11 Ağustos 2019 Pazar

Türkiye'de yaşayan japonlar

Bizler japonya'da yaşamak için fırsat kollarken neden bu Japonlar Türkiye'de yaşıyor diye düşündünüz mü hiç?.
Açıkcası ben düşündüm ve zamanla onları tanıdıkça cevabını buldum diyebilirim.
Japonların yaşam tarzları bizim yaşam tarzımıza kıyasla oldukça mekaniktir.

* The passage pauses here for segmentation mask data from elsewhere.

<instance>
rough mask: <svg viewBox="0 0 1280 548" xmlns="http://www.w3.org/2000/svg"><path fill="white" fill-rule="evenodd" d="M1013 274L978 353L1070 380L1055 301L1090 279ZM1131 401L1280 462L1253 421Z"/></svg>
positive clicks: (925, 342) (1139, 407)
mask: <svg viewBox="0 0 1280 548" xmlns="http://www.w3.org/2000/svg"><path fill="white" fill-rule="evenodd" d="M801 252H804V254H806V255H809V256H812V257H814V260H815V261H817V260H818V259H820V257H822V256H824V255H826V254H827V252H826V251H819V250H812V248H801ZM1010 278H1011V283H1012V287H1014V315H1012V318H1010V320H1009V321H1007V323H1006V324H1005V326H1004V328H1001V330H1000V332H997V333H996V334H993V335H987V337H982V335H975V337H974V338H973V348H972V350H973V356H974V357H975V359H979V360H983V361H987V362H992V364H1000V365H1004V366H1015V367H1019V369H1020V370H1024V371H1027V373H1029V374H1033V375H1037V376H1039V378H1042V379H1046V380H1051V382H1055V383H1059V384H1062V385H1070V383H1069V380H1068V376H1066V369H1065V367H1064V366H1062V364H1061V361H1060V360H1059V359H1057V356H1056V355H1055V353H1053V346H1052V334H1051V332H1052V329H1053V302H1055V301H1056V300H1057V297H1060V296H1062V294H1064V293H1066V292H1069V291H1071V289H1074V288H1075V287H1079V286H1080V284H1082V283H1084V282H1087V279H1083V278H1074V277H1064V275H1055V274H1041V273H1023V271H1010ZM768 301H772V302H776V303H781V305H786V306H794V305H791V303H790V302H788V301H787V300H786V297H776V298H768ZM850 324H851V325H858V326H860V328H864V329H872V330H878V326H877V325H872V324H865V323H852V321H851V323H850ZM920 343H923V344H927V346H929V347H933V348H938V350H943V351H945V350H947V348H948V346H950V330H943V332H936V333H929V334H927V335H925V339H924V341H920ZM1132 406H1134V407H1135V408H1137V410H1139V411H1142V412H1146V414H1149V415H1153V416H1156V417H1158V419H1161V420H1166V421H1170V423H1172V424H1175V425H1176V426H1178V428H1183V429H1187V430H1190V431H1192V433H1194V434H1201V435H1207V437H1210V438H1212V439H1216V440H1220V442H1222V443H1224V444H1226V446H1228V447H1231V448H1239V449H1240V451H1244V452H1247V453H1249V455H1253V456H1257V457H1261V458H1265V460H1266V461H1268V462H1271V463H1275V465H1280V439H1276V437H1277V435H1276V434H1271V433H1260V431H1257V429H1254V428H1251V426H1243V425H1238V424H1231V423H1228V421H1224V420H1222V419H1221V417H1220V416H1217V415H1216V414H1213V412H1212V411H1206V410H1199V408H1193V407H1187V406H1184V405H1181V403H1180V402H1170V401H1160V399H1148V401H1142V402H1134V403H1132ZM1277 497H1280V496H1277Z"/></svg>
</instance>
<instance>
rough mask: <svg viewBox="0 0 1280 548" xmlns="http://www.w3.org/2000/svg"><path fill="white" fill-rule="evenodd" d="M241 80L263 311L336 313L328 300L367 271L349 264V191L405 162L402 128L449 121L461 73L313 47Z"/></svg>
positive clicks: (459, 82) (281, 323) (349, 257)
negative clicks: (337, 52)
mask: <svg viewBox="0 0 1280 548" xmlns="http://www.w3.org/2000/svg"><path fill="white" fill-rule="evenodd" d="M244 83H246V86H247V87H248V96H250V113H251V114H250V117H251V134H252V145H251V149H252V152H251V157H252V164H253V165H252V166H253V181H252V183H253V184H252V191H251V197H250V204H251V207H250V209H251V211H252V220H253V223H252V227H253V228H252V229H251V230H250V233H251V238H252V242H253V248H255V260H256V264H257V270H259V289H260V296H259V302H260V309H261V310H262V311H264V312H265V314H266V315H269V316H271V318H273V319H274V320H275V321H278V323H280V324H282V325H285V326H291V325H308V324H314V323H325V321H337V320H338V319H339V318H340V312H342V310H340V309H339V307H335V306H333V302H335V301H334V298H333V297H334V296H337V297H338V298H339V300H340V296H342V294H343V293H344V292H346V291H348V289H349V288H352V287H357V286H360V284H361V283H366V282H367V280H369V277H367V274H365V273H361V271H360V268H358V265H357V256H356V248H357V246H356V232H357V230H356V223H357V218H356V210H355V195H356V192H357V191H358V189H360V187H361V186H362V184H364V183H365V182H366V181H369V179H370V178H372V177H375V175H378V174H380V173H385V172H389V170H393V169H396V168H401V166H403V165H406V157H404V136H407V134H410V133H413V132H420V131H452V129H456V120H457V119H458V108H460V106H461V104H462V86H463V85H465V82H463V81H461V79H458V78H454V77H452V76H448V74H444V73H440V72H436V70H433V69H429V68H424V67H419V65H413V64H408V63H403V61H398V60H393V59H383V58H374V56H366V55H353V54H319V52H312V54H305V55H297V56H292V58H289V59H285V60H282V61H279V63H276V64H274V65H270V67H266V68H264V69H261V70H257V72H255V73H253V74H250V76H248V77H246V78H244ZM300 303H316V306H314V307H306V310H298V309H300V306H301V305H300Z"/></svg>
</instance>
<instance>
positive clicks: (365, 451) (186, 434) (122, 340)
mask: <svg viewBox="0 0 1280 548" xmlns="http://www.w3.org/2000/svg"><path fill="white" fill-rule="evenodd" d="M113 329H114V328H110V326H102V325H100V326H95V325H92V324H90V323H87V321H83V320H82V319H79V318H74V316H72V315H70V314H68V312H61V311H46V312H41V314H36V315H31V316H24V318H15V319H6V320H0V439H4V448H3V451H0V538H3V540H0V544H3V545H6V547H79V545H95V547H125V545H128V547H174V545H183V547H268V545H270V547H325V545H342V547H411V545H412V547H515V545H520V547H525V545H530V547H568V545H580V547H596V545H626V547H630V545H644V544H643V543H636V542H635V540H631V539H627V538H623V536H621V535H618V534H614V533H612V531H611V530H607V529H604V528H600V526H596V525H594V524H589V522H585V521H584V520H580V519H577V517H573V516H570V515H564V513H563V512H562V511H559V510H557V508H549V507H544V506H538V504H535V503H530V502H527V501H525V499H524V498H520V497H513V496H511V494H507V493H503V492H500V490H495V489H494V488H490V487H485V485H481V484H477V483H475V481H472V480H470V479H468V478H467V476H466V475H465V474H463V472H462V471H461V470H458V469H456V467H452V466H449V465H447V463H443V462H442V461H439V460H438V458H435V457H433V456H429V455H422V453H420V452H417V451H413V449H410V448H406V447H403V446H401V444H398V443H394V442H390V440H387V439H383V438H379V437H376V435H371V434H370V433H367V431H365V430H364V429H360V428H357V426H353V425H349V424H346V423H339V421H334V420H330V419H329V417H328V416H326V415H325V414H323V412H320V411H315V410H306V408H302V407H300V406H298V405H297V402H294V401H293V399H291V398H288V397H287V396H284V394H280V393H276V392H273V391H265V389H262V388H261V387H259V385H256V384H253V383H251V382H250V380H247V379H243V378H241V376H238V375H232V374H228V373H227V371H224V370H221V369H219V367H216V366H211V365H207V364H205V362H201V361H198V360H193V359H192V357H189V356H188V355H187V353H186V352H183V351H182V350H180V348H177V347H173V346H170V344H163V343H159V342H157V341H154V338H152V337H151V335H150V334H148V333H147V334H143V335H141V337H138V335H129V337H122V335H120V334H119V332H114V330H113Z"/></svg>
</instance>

Herşey plan ve proğram dahiline ilerliyor.
Mesela bizdeki gibi yuvarlak zaman dilimleri yoktur.
Arkadaşımız arayıpta 5 dakikaya ordayım dediğinde biliriz ki bu en az 10 dakikadır J 
hepimize göre zaman algısı farklılık gösterir
J
Ama bir Japon size 5 değil 10 da değil 7 dakika sonra oradayım dediğinde mutlaka orda olur.

Bir nevi prensip meselesi J

Hayatın akışı kurallar düzen ve nizamdan ibarettir.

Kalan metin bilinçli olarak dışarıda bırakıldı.